Similarly, business owners that are less busy should avoid shutting down and going on holiday early, but rather use the quiet period to review their business plans and adequately prepare for the months ahead.
Elize Giese, head of business investments at First National Bank (FNB), said that profits earned during the festive season can go a long way to help SMEs prepare for the tough and quieter periods in the beginning of the year.
“One of the challenges we are seeing in the SME sector is that many business owners are failing to maximise profits earned during the festive season by overlooking the vast saving options available to them,” Giese explained.
She said selecting the right investment and savings options largely depends on the nature of the business as well as its cash flow. For example, a business with unpredictable cash flow projections could be better suited for short term investments that provide for more liquidity and flexibility, should the business owner need to access the funds immediately.

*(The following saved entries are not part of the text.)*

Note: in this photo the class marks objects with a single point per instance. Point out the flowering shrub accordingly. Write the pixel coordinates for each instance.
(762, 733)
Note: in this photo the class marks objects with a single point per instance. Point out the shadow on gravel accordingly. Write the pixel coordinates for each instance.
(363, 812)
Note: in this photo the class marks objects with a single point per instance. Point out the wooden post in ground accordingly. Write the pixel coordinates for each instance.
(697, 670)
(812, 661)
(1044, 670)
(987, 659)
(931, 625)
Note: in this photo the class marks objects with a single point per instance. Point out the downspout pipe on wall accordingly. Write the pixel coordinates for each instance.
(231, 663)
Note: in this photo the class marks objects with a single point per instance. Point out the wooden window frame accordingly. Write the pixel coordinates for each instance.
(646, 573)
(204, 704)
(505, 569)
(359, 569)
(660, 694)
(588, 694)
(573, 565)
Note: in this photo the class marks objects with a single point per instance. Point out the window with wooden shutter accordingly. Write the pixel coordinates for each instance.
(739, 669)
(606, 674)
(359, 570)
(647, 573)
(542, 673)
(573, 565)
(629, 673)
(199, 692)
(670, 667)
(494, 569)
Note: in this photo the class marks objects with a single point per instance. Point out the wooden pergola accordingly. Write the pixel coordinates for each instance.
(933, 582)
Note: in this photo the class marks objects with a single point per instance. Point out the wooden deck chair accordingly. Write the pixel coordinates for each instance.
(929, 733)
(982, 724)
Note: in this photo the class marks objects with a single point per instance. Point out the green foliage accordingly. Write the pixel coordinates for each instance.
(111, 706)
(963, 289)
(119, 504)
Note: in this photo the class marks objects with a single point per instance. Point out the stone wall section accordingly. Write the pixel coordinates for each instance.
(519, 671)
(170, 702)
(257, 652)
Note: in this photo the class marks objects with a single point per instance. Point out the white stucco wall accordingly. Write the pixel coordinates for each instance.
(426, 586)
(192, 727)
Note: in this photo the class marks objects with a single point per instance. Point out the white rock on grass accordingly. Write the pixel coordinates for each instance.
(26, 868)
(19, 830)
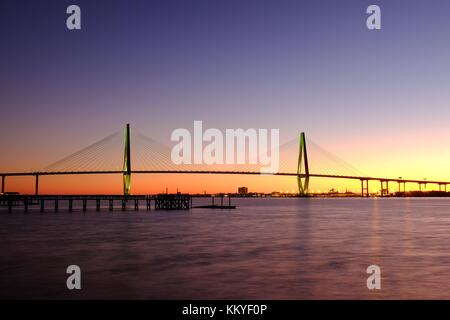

On the other hand, SMEs with a more stable cash flow should consider investing in longer term assets that provide for higher returns. Long term savings are essential to ensure the sustainability of businesses, especially in times of economic uncertainty.
Giese added that many small business owners often work 24 hours a day, seven days a week and hardly find the time to review their business operations.
For these SMEs, the festive season is the perfect time to track business performance, overall strategy, financial position, efficiencies and competitiveness, in order to identify problems and further take advantage of business opportunities.
Business owners should remember that a business plan is not cast in stone. It is a working document that should be reviewed from time to time as business conditions change.
“Before SMEs can take advantage and enjoy profits from festive season sales, it is important to start planning now to make sure they are adequately prepared to meet the needs of consumers that are ready to spend and spoil their friends and families,” said Giese.